Lovecraft’s reputation is rightly tarnished by his racism. Though “Under the Pyramids” is by no means the worst offender within his corpus, Egypt offered ample scope for his prejudices: “the crowding, yelling, and offensive Bedouins,” “squalid Arab settlement,” “filthy Bedouins.” The orientalist mode is out in force, as “Houdini” and his wife arrive in Cairo only to be disappointed that “amidst the perfect service of its restaurant, elevators, and generally Anglo-American luxuries the mysterious East and immemorial past seemed very far away.” Once they journey deeper into the city, they find what they are looking for—“in the winding ways and exotic skyline of Cairo, the Bagdad of Haroun-al-Raschid seemed to live again.” Lovecraft summons every trope of the orientalized Middle East: bazaars and camels, secret tombs and perfidious natives, the call of the muezzin and the scent of spice and incense. Egypt, “Houdini” is told by one of his captors, “is very old; and full of inner mysteries and antique powers.”

Khafra

Statue of Khafra, Egyptian Museum, Cairo (photograph by Juan R. Lazaro)


Within these fantasies, however, are a few kernels of genuine Egyptiana. The figureheads of “Houdini’s” Egypt, for instance, are the undead “King Khephren and his ghoul-queen Nitokris,” who reign over a legion of unnatural things. Denuded of Lovecraft’s nightmarish trappings, both are historical personages with unsavory reputations. “Khephren,” usually known as Khafra, was the builder of the second-largest pyramid at Giza and (probably) the Great Sphinx, but Herodotus and other ancient historians remember him as a cruel and heretical ruler who closed Egypt’s temples and plunged the land into misery (II.127–28). Nitocris is the subject of Egyptological debate: some scholars accept ancient accounts naming her as a pharaoh of the late Sixth Dynasty (2345–2181 B.C.E.), others deny her very existence. Describing his unease near even the smallest pyramid, “Houdini” explains, “was it not in this that they had buried Queen Nitokris alive in the Sixth Dynasty; subtle Queen Nitokris, who once invited all her enemies to a feast in a temple below the Nile, and drowned them by opening the water-gates?” An anecdote worthy of the horror writer, to be sure, but not his invention. Herodotus relates how Nitocris avenged herself on her brother’s killers:

She built a spacious underground chamber; then […] she gave a great feast, inviting to it those Egyptians whom she knew to have been most concerned in her brother’s murder; and while they feasted she let the river in upon them by a great and secret channel. This was all that the priests told of her, save that also when she had done this she cast herself into a chamber full of hot ashes, thereby to escape vengeance. (II.100, trans. A. D. Godley)

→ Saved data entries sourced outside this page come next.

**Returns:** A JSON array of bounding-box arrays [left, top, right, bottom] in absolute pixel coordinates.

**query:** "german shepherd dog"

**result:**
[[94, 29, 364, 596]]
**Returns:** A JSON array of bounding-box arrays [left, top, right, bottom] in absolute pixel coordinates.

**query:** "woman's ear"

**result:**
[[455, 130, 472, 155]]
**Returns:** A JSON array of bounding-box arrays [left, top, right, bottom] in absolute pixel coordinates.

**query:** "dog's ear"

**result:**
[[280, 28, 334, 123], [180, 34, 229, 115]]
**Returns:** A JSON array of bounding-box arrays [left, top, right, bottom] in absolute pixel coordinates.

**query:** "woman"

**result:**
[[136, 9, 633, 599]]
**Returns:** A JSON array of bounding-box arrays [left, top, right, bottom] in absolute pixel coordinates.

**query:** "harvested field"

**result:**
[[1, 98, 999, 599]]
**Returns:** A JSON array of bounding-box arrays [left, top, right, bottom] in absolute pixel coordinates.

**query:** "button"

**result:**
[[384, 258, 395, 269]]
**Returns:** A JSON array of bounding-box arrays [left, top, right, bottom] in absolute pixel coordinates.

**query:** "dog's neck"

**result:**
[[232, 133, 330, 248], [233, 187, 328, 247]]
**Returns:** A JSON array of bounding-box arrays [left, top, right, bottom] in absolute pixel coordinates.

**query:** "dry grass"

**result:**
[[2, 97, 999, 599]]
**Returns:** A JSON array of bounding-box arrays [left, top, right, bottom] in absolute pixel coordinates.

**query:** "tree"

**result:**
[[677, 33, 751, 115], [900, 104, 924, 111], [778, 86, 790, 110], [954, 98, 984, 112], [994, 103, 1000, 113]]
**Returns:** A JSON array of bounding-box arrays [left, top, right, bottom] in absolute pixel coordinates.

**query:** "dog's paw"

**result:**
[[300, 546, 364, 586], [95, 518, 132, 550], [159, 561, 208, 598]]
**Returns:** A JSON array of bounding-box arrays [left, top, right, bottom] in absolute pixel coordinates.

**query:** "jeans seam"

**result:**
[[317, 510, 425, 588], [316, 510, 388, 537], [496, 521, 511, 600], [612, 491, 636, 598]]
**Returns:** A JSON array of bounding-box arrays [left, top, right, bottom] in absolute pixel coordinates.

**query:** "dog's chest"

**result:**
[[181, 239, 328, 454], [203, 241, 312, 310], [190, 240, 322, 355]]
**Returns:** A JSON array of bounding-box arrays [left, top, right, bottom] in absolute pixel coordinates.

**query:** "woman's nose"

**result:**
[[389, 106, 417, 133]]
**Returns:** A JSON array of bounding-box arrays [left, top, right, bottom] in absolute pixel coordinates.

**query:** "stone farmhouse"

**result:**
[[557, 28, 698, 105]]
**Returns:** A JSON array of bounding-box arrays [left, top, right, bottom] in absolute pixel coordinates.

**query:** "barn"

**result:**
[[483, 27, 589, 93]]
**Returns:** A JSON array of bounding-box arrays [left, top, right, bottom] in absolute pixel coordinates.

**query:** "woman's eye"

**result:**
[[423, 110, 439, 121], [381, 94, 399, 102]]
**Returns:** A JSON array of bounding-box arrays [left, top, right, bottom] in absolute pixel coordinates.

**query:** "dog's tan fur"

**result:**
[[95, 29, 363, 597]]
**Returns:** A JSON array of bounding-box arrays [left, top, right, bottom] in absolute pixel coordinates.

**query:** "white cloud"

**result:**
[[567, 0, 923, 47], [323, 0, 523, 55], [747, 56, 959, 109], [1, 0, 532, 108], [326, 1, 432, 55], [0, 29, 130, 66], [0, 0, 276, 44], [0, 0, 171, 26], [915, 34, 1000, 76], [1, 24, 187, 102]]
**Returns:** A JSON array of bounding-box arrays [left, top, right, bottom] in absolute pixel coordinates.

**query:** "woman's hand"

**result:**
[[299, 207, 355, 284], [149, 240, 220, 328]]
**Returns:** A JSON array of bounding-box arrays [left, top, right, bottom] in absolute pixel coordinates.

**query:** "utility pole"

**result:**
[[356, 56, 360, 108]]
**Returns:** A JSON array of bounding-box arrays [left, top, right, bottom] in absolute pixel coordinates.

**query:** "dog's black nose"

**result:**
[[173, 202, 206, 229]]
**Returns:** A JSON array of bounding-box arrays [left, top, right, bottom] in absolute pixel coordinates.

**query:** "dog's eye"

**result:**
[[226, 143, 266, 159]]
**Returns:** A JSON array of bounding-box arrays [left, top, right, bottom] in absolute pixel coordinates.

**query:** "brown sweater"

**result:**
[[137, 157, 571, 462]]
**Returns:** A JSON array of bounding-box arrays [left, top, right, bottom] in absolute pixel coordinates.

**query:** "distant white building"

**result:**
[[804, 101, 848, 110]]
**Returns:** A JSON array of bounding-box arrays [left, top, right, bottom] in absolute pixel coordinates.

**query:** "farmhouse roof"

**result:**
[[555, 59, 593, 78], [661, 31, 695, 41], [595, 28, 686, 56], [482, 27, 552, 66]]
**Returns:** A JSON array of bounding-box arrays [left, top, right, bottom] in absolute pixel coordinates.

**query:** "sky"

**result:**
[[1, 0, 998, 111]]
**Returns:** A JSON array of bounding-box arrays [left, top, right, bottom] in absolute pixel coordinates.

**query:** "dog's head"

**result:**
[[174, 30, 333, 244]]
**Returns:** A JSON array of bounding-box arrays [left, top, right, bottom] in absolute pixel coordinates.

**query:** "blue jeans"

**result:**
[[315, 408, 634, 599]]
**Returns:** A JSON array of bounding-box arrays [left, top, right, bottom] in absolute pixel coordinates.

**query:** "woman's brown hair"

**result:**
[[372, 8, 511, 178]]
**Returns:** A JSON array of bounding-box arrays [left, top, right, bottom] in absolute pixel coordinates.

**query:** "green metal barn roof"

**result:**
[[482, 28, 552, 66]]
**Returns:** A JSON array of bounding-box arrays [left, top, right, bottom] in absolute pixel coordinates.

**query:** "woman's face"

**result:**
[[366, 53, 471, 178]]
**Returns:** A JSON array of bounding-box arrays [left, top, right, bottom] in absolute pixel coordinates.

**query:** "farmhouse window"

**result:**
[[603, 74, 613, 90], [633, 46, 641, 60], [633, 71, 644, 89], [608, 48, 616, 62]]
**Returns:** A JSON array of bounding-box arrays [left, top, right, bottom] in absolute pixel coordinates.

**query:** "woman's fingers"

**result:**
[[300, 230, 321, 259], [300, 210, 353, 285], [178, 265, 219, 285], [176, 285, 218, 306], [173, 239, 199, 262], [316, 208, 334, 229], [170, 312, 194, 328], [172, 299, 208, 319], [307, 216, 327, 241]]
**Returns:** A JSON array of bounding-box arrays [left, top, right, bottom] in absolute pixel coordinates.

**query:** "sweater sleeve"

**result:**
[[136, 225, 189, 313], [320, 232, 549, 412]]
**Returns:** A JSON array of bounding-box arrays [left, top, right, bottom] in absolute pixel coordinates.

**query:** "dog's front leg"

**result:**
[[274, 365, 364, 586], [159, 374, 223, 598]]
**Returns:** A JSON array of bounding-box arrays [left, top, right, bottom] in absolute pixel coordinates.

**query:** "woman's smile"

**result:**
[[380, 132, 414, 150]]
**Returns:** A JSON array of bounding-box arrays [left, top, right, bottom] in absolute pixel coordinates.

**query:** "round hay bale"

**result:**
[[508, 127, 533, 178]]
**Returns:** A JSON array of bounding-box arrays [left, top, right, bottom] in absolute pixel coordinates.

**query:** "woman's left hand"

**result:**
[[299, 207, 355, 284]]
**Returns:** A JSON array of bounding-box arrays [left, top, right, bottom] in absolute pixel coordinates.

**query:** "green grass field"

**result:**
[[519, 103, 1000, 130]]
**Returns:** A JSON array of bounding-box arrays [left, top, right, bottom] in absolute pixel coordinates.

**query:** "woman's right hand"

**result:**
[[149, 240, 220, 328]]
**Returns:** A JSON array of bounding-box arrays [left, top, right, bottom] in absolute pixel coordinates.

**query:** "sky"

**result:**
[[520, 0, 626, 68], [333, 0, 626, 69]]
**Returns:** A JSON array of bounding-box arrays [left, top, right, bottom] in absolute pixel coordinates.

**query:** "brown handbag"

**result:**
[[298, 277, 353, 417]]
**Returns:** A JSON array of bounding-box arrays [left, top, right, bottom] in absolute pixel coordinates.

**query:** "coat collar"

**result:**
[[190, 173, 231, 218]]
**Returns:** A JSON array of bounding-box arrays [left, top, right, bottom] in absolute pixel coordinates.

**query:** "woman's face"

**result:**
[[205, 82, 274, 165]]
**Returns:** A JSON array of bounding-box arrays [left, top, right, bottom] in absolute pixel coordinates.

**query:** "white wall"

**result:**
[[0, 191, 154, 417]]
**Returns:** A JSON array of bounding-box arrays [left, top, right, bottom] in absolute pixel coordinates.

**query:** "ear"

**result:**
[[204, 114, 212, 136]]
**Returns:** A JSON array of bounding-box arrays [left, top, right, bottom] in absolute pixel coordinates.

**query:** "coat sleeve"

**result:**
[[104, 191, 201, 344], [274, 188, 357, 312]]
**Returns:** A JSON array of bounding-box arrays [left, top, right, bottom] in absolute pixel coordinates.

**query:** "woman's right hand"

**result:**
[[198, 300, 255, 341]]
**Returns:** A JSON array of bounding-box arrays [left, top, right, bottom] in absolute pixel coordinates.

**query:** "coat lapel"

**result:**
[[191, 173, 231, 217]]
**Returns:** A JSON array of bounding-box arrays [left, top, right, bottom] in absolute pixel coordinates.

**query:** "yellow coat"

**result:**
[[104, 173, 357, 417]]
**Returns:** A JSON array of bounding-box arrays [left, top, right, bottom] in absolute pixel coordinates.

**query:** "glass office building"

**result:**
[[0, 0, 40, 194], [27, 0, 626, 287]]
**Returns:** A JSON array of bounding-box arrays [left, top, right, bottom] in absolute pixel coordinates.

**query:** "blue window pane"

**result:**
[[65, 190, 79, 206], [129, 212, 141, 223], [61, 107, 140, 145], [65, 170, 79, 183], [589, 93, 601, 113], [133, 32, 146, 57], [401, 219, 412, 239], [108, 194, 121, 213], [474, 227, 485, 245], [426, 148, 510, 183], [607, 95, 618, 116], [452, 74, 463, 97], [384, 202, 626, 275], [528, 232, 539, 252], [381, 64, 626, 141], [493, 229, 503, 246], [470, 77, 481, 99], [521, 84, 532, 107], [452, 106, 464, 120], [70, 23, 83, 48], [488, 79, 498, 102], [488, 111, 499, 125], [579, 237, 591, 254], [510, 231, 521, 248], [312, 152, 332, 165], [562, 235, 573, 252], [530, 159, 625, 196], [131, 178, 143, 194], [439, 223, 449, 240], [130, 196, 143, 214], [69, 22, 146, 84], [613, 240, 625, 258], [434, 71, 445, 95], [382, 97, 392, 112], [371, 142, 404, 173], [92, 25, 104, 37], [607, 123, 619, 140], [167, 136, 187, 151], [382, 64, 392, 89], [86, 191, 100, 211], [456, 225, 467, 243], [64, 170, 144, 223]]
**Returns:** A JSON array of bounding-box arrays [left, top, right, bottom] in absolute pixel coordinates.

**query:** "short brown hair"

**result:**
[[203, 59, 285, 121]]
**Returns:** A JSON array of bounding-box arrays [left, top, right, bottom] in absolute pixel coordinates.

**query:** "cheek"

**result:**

The association of Nitocris with the Pyramid of Menkaure, third and smallest of the Pyramids of Giza, comes from the priest-historian Manetho (early third century B.C.E.). He calls Nitocris “the noblest and loveliest of the women of her time, of fair complexion, the builder of the third pyramid” (The History of Egypt, 55).
Though Houdini is (justifiably) remembered more fondly than Lovecraft, his career was by no means free from discomfiting racial politics. John F. Kasson links Houdini to Tarzan, early bodybuilders like Eugen Sandow, and others, as focal points of anxiety about the white body. In this and in many other respects, the superstar magician and the obscure writer had more in common than might be suspected. Both cultivated a supernatural mystique—in which neither believed—personas that took on lives of their own. Both sought to satisfy an early twentieth-century hunger for excitement. Certainly, the two men got on well: Houdini asked Lovecraft to write a now-lost article about astrology and tried (unsuccessfully) to help the young writer secure employment with a newspaper. They were planning to collaborate, with Lovecraft’s friend and fellow pulp author C. M. Eddy, on an anti-spiritualist book, The Cancer of Superstition, when Houdini died on October 31, 1926. Only Lovecraft’s outline and thirty-odd pages of Eddy’s manuscript survive—together with “Under the Pyramids” the only witness to the strange partnership of the magician and the horror writer.